Post # 1
My SO and I have been ring shopping for ideas. We went into Tiffany and I tried on a few different sizes to get an idea of what I like. I actually liked the 0.9 ct Round Brilliant I tried on best and felt like everything else looked HUGE but I know that it will shrink some with time. When he and I discussed what I liked, I told him I wanted an Round Brilliant in a six-prong Tiffany-inspired setting and I do love the classic clean look of he stone However, in browsing the secondhand market I have come across an antique cushion that takes my breath away. It is slightly higher than his original budget but he has had a better year business-wise than he expected and he has already maxed out his retirement contributions for the year so if I told him I found something that made my heart sing I think he’d probably increase the budget. If he wouldn’t, no big deal, I still love the idea of a Tiffany replica and would wear it happily for the rest of my life.
However, my SO is very financially savvy and not particularly trusting when it comes to transactions like this. The antique cushion is currently for sale by a private seller. Any bees have ideas as to how I could go about making this transaction more palatable for him before I bring up the idea?
Post # 2
Whirlwind03: well, definitely using PayPal for the transaction would keep things safe. You have to be careful with antique cut diamonds, make sure you ask the seller if this diamond has any chips as this is common with antique diamonds, find out everything you can. Make sure you save the emails just incase. Also once you receive the ring if you decide to go through with it, take it to an appraiser that knows their stuff on old cut diamonds to make sure the stone is in good condition. This way you will know what you bought and have a solid case if you would need to return this ring.
Post # 3
There are escrow companies that can assist with this if the seller is amenable.
some me dealers may be willing to acquire the stone for you and verify it, then you buy it from the dealer. This would be rare, though.
the only way you would be able to know what you are getting is to take the stone to an independent appraiser. You could request that the seller send it to an appraiser of your own choosing, have it appraised, and if it meets your standards, pay the seller who would then instruct the appraiser to ship the stone to you. I have done deals this way.
Post # 4
Soloudinhere15 and MrsSparkleBee13: Thank you! That’s a great idea. I do know a good bit about diamonds and would definitely want to get it appraised anyways so that would be a really good option.
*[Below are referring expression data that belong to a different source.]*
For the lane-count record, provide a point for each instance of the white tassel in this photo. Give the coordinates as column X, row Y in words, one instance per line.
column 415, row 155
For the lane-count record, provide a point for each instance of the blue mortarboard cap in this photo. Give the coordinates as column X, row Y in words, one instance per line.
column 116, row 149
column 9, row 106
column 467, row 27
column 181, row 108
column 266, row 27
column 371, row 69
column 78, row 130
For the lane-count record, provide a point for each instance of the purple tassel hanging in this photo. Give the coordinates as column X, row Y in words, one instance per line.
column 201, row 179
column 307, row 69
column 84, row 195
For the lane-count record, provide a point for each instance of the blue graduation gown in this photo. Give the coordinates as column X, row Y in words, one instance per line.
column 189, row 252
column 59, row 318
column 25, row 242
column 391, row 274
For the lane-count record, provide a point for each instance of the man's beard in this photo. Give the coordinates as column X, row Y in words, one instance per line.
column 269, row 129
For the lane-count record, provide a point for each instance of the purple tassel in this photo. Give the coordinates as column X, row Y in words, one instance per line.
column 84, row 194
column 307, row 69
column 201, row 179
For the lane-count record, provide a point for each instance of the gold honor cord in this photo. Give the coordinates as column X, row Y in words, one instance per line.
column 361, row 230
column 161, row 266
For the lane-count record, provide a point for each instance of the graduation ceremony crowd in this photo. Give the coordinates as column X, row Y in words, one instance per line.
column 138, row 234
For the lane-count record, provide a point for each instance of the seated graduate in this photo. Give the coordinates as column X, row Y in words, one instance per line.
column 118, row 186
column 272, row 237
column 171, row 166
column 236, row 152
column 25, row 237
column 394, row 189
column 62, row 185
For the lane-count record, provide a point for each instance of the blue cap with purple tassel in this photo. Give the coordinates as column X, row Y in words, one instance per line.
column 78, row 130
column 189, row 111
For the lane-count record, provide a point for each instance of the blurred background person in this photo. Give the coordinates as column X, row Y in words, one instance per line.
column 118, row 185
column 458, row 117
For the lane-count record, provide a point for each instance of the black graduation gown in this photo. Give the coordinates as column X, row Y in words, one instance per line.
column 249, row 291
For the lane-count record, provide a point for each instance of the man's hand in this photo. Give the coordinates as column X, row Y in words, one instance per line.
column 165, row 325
I’m MUCH more likely to be able to talk him into it if he can see the diamond before he makes a final decision, so I’ll have to look into an acceptable appraiser. I think there’s one who comes highly recommended about 2 hours away, so we could make a day of it doing that.
Post # 5
1. get the return policy in writing from the private seller
2. use american express or paypal to pay for the transaction
3. request proof of a local independent certification/appraisal [of course you’ll do this again when you get it for the clean and check]
And if you have any problems, you immediately dispute the recorded TOS [terms of sale] as the seller being in default, and bam.. problem solved.
Most high ticket items like this though, *usually* come off without a hitch.
Post # 6
I think due to the fees involved you are unlikely to get a private seller willing to use PayPal.
I think if you can get the seller to ship the stone to your appraiser and let you get it appraised with the information that it stays with the appraiser until the seller has been paid and releases the stone from the appraiser, that will be the best way to do this and assure both parties they’re not getting screwed.
Post # 7
You should post this on pricescope. Those guys are experts, and would definitely be able to point you in the right direction as alot of them purchase estate jewelry from online auctions.
Post # 8
If you’re going to purchase it/see it in person you can always purchase or borrow a diamond tester to make sure it’s the real thing. They kind of look like a pen and when you touch the tip to the diamond it gives you a reading.